Partout alentour, la vie se soulève et se révolte. Tout surgit, heurte et déchire.
Sauvages violences, élans d’énergie convulsive, bonds, poursuites, impatience furieuse d’être — ô souffrance joyeuse, presque insupportable ! ô jouissance !
Tout s’étonne et s’affole.
Le monde se possède dans l’effervescence des sens, ivre de ferveur. Envie brutale de tout bousculer, tout rompre, en riant des lois mortifères rejetées dans un spasme de vitalité ! Il n’est plus de question, il n’est plus de savoir — seulement des odeurs enfin assumées, la chaleur, la lumière, les corps tendus jusqu’à l’excès.
Ardente verdure dans le vent, bourgeons douloureux, cris sauvages, rugissements, mugissements, feulements rauques et cruels, appels de désir et séduction.

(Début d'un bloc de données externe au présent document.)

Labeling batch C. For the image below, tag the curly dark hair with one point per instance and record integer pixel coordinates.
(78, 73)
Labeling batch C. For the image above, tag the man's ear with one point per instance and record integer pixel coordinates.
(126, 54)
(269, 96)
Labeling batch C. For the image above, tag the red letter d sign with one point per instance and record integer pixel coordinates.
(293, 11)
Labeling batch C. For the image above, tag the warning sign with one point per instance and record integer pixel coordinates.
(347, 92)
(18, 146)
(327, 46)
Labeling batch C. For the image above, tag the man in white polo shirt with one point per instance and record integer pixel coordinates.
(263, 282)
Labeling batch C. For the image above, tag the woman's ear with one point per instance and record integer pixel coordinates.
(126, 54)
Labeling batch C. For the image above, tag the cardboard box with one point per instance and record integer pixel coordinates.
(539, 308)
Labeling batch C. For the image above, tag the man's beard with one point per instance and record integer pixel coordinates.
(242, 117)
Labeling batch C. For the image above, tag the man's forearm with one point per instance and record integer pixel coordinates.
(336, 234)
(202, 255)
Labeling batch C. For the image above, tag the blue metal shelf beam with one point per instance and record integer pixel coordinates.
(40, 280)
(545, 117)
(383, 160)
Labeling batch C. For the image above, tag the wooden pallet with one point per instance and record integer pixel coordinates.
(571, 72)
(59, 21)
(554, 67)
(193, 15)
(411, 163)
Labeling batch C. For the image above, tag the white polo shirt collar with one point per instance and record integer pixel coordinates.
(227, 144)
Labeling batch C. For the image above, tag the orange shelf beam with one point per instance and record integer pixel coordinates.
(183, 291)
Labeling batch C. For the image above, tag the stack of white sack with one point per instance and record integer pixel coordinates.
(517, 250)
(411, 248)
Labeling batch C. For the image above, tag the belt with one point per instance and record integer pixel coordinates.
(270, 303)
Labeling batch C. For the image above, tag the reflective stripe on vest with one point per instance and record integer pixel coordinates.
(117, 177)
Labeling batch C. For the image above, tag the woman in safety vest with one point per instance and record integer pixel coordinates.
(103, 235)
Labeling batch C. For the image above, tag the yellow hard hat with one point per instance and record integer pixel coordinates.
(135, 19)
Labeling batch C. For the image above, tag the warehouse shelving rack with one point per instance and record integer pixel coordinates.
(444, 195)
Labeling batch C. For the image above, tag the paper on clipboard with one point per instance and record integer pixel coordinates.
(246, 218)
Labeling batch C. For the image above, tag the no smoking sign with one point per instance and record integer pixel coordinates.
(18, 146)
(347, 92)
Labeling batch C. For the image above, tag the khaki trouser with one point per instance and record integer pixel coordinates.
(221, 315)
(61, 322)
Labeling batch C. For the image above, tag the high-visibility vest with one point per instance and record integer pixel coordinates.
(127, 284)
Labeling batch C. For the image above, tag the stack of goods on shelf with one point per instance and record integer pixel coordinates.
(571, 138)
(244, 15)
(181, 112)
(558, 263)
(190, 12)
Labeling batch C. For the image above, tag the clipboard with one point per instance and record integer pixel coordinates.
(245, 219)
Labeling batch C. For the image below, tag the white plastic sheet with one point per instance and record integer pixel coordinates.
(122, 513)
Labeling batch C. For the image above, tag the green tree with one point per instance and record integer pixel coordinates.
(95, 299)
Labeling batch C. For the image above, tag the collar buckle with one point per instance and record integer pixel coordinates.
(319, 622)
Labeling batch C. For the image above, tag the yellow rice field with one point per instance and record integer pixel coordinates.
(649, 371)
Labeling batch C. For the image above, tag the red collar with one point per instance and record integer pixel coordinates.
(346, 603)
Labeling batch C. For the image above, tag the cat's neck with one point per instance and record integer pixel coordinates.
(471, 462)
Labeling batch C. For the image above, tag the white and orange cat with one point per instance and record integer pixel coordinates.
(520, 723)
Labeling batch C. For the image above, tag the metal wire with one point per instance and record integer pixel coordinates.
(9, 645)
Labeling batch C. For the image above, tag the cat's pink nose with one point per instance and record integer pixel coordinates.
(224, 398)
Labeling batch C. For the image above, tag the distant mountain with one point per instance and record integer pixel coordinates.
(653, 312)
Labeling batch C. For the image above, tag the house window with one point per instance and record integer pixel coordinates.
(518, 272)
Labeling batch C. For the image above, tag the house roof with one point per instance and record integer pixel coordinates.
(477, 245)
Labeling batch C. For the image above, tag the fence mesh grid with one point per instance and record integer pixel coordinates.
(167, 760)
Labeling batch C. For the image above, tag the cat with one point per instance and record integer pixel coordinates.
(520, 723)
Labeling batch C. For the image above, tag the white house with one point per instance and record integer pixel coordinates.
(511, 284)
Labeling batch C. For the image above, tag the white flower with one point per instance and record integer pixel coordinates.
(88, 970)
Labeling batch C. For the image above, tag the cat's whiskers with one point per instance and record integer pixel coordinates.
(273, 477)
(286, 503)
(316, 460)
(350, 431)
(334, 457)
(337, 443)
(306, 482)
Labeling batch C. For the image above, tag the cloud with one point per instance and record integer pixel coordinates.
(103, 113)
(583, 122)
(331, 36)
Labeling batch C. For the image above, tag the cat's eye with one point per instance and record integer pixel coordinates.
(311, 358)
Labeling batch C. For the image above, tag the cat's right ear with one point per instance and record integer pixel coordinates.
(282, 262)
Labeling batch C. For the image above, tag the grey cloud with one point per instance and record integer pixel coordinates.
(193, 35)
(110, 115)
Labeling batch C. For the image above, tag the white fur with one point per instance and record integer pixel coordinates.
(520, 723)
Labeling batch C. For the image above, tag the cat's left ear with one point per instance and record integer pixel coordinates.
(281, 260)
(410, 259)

Tout halète, lutte pour éclore et naître.
La sève domine.
Senteurs ensorcelées, obscène profusion dans une quête frénétique d’assouvir la vie.
Bouillonnements dans mon enveloppe trop étroite, pressions secrètes, lentes déchirures et dans cette exubérance exhibée, insolente, triompher avec gloire de la crainte.
Dissiper la nuit et suspendu au plus haut, enfin être !
Victoire ! Victoire !
Une fois encore, l’impossible triomphe, éclaboussant les pierres en ruisseaux de rire sauvage.